Coskun, der letztes Jahr in den obersten türkischen Berufungsgerichtshof Yargitay befördert wurde, datierte sein Protokoll auf 1 Uhr nachts am 16. Juli 2016. Das sind ca. drei Stunden nach Beginn des Putschs. Ungefähr um 1 Uhr nachts startete auch die Suspendierung oder Festnahme von rund 2.700 Richtern und Staatsanwälten. Merkwürdig auch, dass in dem auf 1 Uhr datierten Protokoll Ereignisse aufgelistet sind, die sich erst später oder gar nicht ereigneten.

So ist beispielsweise die Bombardierung des Parlaments in Ankara beschrieben, die allerdings erst um 2:35 Uhr und 3:24 Uhr morgens stattfand. "Das Ganze wirkt, als habe es einen zuvor festgelegten Ablaufplan gegeben, den Coskun kannte und aufschrieb, an den sich die Realität dann allerdings nicht in allen Punkten hielt", schreibt die Frankfurter Rundschau.

Denn bei der "Bombardierung des Parlaments" wurde weder die Geheimdienstabteilung der Polizei bombardiert, noch das Hauptquartier des türkischen Geheimdienstes MIT von Soldaten umzingelt. So ganz stimmte die Realität auch nicht im Falle des Präsidentenpalasts mit dem Drehbuch überein. Demnach sollte der Präsidentenpalast von Putschisten belagert und bombardiert worden sein.

Tatsächlich waren nur 13 Soldaten am Palast und die vermeintliche Bombardierung ereignete sich auf einem Parkplatz und einer Straßenkreuzung - fünf Stunden nach den Angaben im Protokoll von ein Uhr nachts.

Der bekannte Istanbuler Journalist Nedim Sener bestätigte zwar die Echtheit des Dokuments nach Rücksprache mit Coskun, schrieb aber in der regierungsnahen Zeitung Posta, Coskun habe um 1 Uhr nachts mit dem Protokoll begonnen und bis 7 Uhr morgens daran geschrieben. Dies wäre eine Erklärung, nichtsdestotrotz bleibt offen, weshalb dann ganz offensichtlich falsche Szenarien in dem Protokoll stehen.

Unwahrscheinlich auch, dass ein hochrangiger, professioneller Beamter nicht die üblichen Standards des Protokollschreibens in Behörden kennt, nämlich dass die Uhrzeit von Protokollbeginn und -ende festgehalten wird.

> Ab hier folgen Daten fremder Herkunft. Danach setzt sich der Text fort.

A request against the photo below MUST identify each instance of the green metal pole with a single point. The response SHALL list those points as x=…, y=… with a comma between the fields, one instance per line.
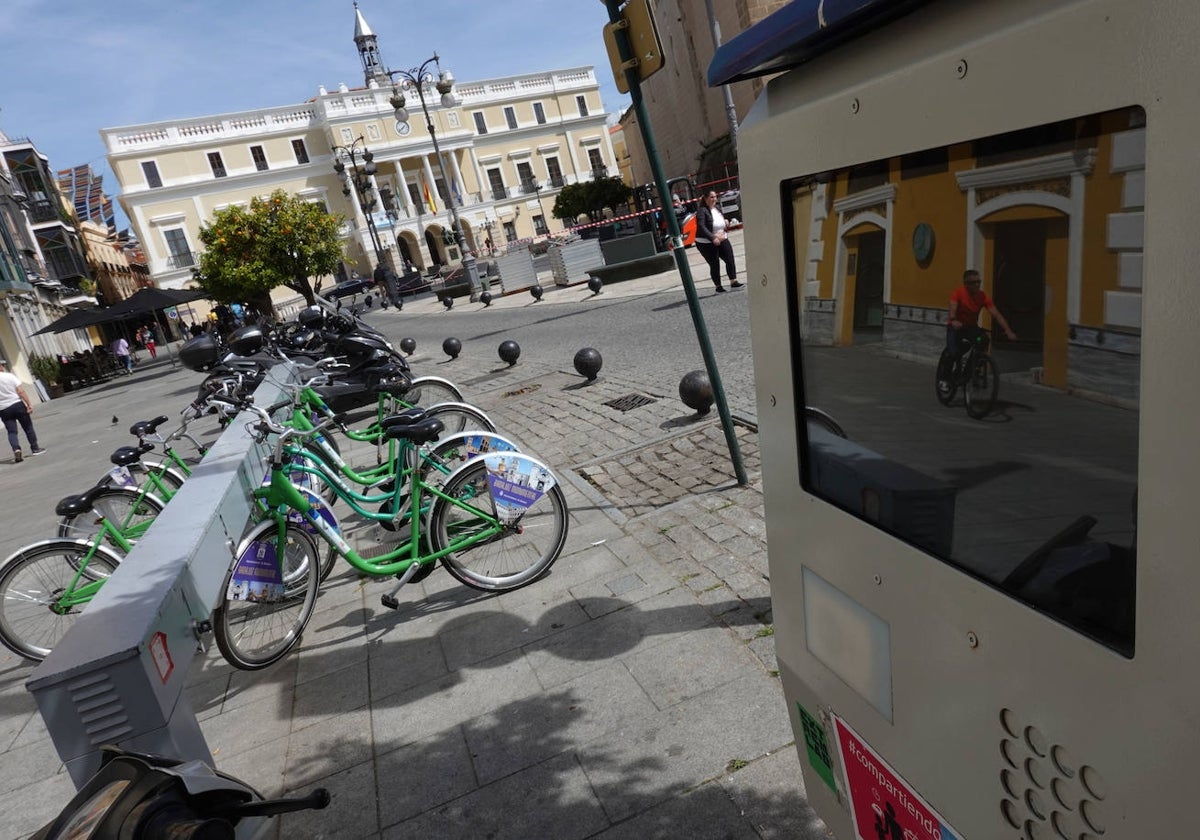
x=689, y=287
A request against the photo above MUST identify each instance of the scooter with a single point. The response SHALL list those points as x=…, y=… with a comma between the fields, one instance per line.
x=144, y=797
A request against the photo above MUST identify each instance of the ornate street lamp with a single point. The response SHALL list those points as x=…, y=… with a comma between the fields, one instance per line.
x=361, y=185
x=417, y=79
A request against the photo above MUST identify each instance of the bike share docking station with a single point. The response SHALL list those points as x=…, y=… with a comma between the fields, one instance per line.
x=118, y=676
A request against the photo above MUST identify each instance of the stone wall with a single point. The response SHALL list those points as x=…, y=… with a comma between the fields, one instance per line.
x=819, y=319
x=916, y=333
x=1104, y=363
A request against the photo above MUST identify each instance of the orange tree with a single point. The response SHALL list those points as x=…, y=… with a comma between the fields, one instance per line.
x=591, y=197
x=279, y=240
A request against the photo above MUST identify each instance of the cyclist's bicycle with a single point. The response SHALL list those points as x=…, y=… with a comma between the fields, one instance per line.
x=973, y=371
x=497, y=523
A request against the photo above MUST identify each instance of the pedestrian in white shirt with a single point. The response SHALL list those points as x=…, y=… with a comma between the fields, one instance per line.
x=15, y=408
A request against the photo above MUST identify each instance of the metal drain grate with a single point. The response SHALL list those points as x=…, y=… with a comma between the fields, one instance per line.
x=630, y=401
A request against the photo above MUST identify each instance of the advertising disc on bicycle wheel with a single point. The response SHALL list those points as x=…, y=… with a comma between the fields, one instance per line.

Der Weser Kurier kommentiert, das Protokoll werfe "ein Schlaglicht auf die Machenschaften des neuen 'tiefen Staates' in der Türkei - jener Kreise in Regierung und Justiz, die offenbar genau das taten, was sie ihren Gegnern vorwerfen: den militärischen für einen zivilen Putsch zu nutzen, um ihre Feinde zu eliminieren".